À Monfaucon, dans une acoustique plus précise, cette même combinaison sonnait plus différenciée, comme le fondu des slaps glissés dans un jeu de zarb époustouflant. Sur cette même pièce les extrapolations vocales, onomatopées, souffles, emmenaient ailleurs. Gongs, cloches : la percussion se permit de céder davantage à l’impulsion, de recourir à un jeu plus nerveux et cependant très contrôlé dans des formes plus volontiers cycliques sans risque de confusion. Donarier recourut à des lignes plus abstraites, et pour finir la danse s’esquissa, pour les musiciens, comme le prolongement naturel de la posture. Pour une magnifique chanson de Claude Lejeune (v.1530-1600), la clarinette s’enroula autour de la voix au plus proche de la déclamation, puis, spectaculaire, la restitution libre d’un « hoquet » enflamma les percussions dans une feu d’artifice d’appels et d’interjections.
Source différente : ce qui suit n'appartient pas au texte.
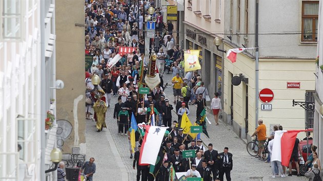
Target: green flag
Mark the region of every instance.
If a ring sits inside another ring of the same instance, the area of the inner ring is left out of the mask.
[[[203,129],[203,133],[206,135],[208,138],[210,138],[209,137],[209,133],[208,133],[208,131],[206,130],[207,125],[206,122],[205,121],[205,118],[206,117],[206,108],[205,107],[201,114],[198,116],[197,119],[196,119],[196,121],[195,123],[197,124],[200,126],[202,126],[202,128]]]

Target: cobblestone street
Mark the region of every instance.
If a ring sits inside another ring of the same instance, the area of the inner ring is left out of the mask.
[[[171,74],[165,75],[164,83],[171,84]],[[170,102],[173,101],[172,89],[168,87],[165,91]],[[210,93],[210,95],[213,94]],[[212,97],[212,96],[211,96]],[[113,118],[114,104],[117,98],[112,98],[110,107],[106,114],[106,122],[108,129],[97,132],[95,123],[91,120],[86,120],[87,160],[90,157],[95,159],[97,171],[94,175],[94,180],[135,180],[136,170],[132,169],[133,159],[130,159],[128,137],[117,134],[116,120]],[[174,105],[173,105],[174,106]],[[192,112],[189,117],[191,121],[195,122],[196,108],[189,106]],[[211,143],[213,148],[218,152],[223,151],[225,147],[229,147],[229,152],[233,154],[233,169],[231,171],[232,180],[306,180],[305,177],[287,176],[271,178],[270,164],[259,161],[249,155],[246,149],[246,144],[232,130],[232,126],[220,121],[218,126],[213,124],[213,116],[210,111],[207,116],[212,124],[208,124],[207,130],[210,138],[204,134],[201,139],[207,145]],[[177,118],[175,112],[173,117]]]

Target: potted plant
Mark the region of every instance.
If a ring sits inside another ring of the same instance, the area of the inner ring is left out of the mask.
[[[45,129],[48,130],[53,127],[53,123],[55,120],[54,115],[49,110],[47,111],[47,117],[45,119]]]

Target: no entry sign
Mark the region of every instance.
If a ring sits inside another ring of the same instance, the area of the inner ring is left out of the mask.
[[[265,103],[270,102],[274,99],[274,93],[269,88],[264,88],[259,93],[259,99]]]

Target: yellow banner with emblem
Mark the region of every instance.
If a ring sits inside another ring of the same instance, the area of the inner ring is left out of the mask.
[[[187,50],[184,51],[184,69],[185,72],[201,69],[198,61],[199,50]]]

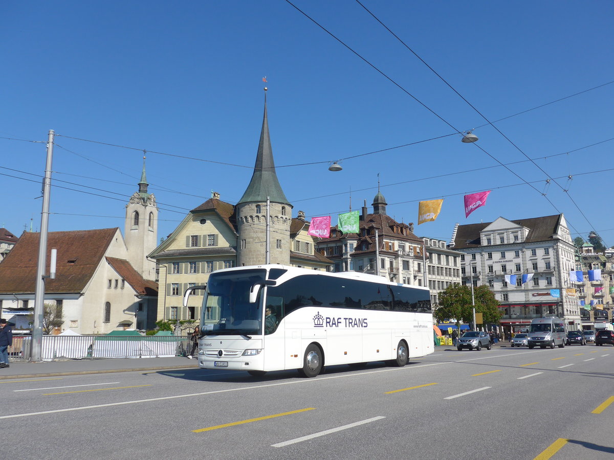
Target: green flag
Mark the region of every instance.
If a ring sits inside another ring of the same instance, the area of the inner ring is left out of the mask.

Enfin, Donarier qui, dit-il, désirait jouer cette pièce depuis trois jours, provoqua malicieusement un rappel pour nous livrer enfin le Hodie puer nascitur tiré d’un manuscrit cypriote du XIVe s. Depuis longtemps déjà, comme Ornette Coleman l’avait prophétisé, cela dansait dans les têtes.
« Tout commence par la disparition »
La loi est dure, mais c’est la loi. Et celles de l’acoustique ne sont pas moins impitoyables à ceux qui ne se soucient pas, d’abord, sinon de s’en faire des amies, du moins, en stoïcien, de s’en accommoder. Ainsi, des lectures par lesquelles Bernard Sintès préludait aux concerts, seule la troisième, à Monfaucon donc, rendit justice au « cœur battant sous un manteau de plumes » que manifeste sa poésie du regard, de l’éloignement, voire de l’effacement (« Existe-t-il un verbe sans sujet ? », « Tout commence par la disparition »).
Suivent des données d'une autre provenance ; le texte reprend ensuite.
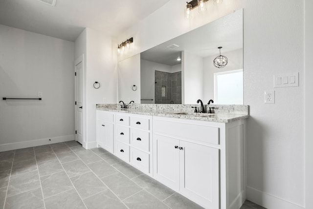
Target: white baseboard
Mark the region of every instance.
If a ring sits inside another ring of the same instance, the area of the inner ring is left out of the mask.
[[[304,209],[305,208],[250,187],[246,187],[246,199],[268,209]]]
[[[75,135],[67,135],[57,137],[47,138],[46,139],[36,139],[35,140],[26,141],[25,142],[15,142],[14,143],[0,145],[0,152],[13,150],[32,146],[40,146],[41,145],[49,145],[59,142],[68,142],[75,140]]]

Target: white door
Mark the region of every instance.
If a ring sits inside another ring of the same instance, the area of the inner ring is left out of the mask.
[[[180,192],[206,208],[220,208],[219,149],[183,141],[179,145]]]
[[[176,190],[179,188],[179,141],[157,134],[153,139],[154,176]]]
[[[83,144],[83,62],[81,62],[75,66],[75,118],[76,132],[75,134],[76,141]]]

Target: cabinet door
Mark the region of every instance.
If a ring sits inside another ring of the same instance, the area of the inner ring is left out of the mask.
[[[97,143],[102,148],[113,152],[114,126],[113,124],[97,120]]]
[[[154,176],[169,188],[179,189],[179,140],[155,134],[153,143]]]
[[[180,191],[206,208],[219,209],[219,150],[180,141]]]

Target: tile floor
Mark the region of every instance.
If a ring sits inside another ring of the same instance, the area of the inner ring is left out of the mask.
[[[201,209],[106,150],[75,141],[0,152],[1,209]],[[265,209],[246,201],[241,209]]]

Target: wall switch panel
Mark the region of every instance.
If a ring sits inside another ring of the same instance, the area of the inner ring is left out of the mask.
[[[265,104],[275,103],[275,91],[266,91],[264,92],[264,103]]]
[[[299,86],[299,73],[274,75],[274,87]]]

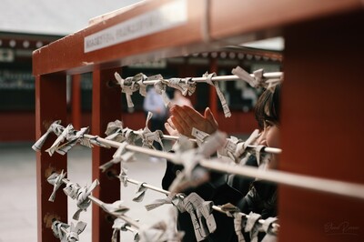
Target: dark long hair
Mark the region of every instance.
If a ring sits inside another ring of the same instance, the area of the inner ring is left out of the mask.
[[[255,114],[260,128],[264,127],[266,121],[279,125],[280,89],[281,85],[279,84],[275,86],[273,91],[265,90],[258,99]]]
Si la flânerie indienne de Soleil d’effondrement, anticipait heureusement les cloches que Lemêtre a ramenées du sous-continent, par lesquelles on appelle à la cérémonie, celles qui se déchaînèrent à plusieurs reprises (à sept heures) au-dessus de sa tête déstabilisèrent le lecteur, le réduisant même au silence. C’est que l’espace mental de l’écriture n’est pas celui, physique, de la lecture. Écriture en cours met à jour, dans ses vers, le squelette de la grammaire. « Écrire m’est une guerre » y est-il dit, une guerre vaillamment menée au cours de cette campagne où, deux soirs durant, seul face à la loi adverse, dans le brouillard des résonances, surnageaient quelques phonèmes perdus que nous étions libres – pourtant frustrés – de recomposer à loisir.
C’était une raison de revenir, d’insister, jusqu’à ce qu’au milieu des bois de Monfaucon, le sens se révélât. Et quel sens : « Dans cent milliards d’années, tout aura disparu ». Mais nous aurons au moins vécu cela.